Dotson won't be mistaken as the most athletic wideout in the 2022 class, but he is one of the group's most polished pass-catchers. That specifically is something that drew the Commanders to him.
"When you got to Dotson and you sit there and go, 'Wow, this guy's a polished route runner under who works very well underneath, but he also has the ability to go vertical.' ... We knew this is where we couldn't pass him up," Rivera said.
Before the draft, one player Washington was often linked to was USC wideout Drake London. Standing at 6-foot-5 and 209 lbs., London was one of the biggest targets, if not the biggest, in the entire draft. However, the Commanders never had the chance to select London, as Atlanta took him eighth overall.
London's big frame allowed him to have one of the widest catch radiuses of any receiver in this class. At Penn State, Dotson also demonstrated a wide catch radius and, similarly to London, excelled at hauling in 50-50 balls. So, with London not available for Washington, the Commanders selected Dotson -- a player the team feels has a similar skillset even if they differ in size.
At 5-foot-11 and 178 lbs., Dotson is on the smaller size of NFL wide receivers. Rivera doesn't think that will be an issue for him, though, as the head coach pointed back to Dotson's ability to complete contested, tough catches.
"Not necessarily [any concern about his size] just because of his catch radius, his ability to go up and get the football," Rivera said. "Again, the thing that you see is the contested catches. I mean, going after the football, doing those things."
Rivera also pointed out that although the Commanders didn't get the big-bodied receiver in London, Washington's receiver room already consists of multiple players with decent size.
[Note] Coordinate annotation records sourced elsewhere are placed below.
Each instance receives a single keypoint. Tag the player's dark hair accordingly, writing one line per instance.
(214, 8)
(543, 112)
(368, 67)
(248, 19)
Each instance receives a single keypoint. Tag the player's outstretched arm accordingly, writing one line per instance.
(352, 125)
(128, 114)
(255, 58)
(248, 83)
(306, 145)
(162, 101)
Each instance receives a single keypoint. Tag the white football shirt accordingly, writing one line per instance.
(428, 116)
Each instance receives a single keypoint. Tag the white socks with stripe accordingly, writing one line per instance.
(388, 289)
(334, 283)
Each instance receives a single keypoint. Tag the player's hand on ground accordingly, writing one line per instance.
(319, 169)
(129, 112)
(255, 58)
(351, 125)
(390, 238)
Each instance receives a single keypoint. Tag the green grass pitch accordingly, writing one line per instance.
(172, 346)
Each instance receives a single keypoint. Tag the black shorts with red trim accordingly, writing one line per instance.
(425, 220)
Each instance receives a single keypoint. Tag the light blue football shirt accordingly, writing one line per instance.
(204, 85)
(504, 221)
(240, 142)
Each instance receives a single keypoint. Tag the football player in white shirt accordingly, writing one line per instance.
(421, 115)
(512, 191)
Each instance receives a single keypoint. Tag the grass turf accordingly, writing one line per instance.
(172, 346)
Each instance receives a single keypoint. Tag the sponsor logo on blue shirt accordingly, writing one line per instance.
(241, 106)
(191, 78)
"Terry's over six foot, Dyami [Brown] is over six foot, Cam's [Sims] way over six foot. Dax [Milne] is right at six foot. So, it's not like we have guys that are all 5-8. We don't have the 'fun bunch.' Which would be cool though. It would be," Rivera said.
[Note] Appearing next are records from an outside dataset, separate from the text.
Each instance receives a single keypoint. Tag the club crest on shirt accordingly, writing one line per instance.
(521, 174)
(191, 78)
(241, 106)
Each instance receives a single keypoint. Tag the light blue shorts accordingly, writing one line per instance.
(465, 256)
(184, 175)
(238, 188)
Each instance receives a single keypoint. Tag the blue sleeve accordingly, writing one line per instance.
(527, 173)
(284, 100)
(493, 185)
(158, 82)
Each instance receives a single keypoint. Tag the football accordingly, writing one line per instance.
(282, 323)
The 'Fun Bunch' that Rivera referred to was a reference to Washington's skill position group during the early 1980s. The group, headlined by Hall of Famer Art Monk, was known for its excessive celebrations. Within the group, there was a sub-group called 'The Smurfs,' which consisted of Virgil Seay, Alvin Garrett, and Charlie Brown. All three players were 5-foot-10 or shorter, which is where the Smurfs nickname came from.
As Rivera said, Washington isn't recreating the 'Fun Bunch' in Washington. But, the head coach is excited about what the skill-position group is capable of.
"We got a good group of guys that will go after the football, are known for making contested catches and so you want guys with catch radius," Rivera said. "I think that makes up for it more so than anything else is that they have the ability to go up and get the ball."
Entering the night, Washington held the 11th overall pick. But with London and Ohio State's Garrett Wilson already off the board, the Commanders made a deal with New Orleans to move back five spots while adding a third- and fourth-round pick. Two other receivers came off the board during those five selections: Ohio State's Chris Olave and Alabama's Jameson Williams.
When the Commanders got back on the clock at No. 16, the team had offers to trade down once again and add even more picks. But Rivera and Mayhew decided against it and zeroed in on Dotson as the selection.
"When we did trade back and we were getting ready to make our pick, some of those same teams were still calling us," Mayhew said. "So, we could have gone back again if we wanted to, but we felt like Jahan was too valuable in that spot to take to pass on him."
Although Washington didn't end up with the wideout many analysts and experts thought it would, Rivera and Mayhew are excited about what Dotson will bring to the table. Wentz should be ecstatic, too.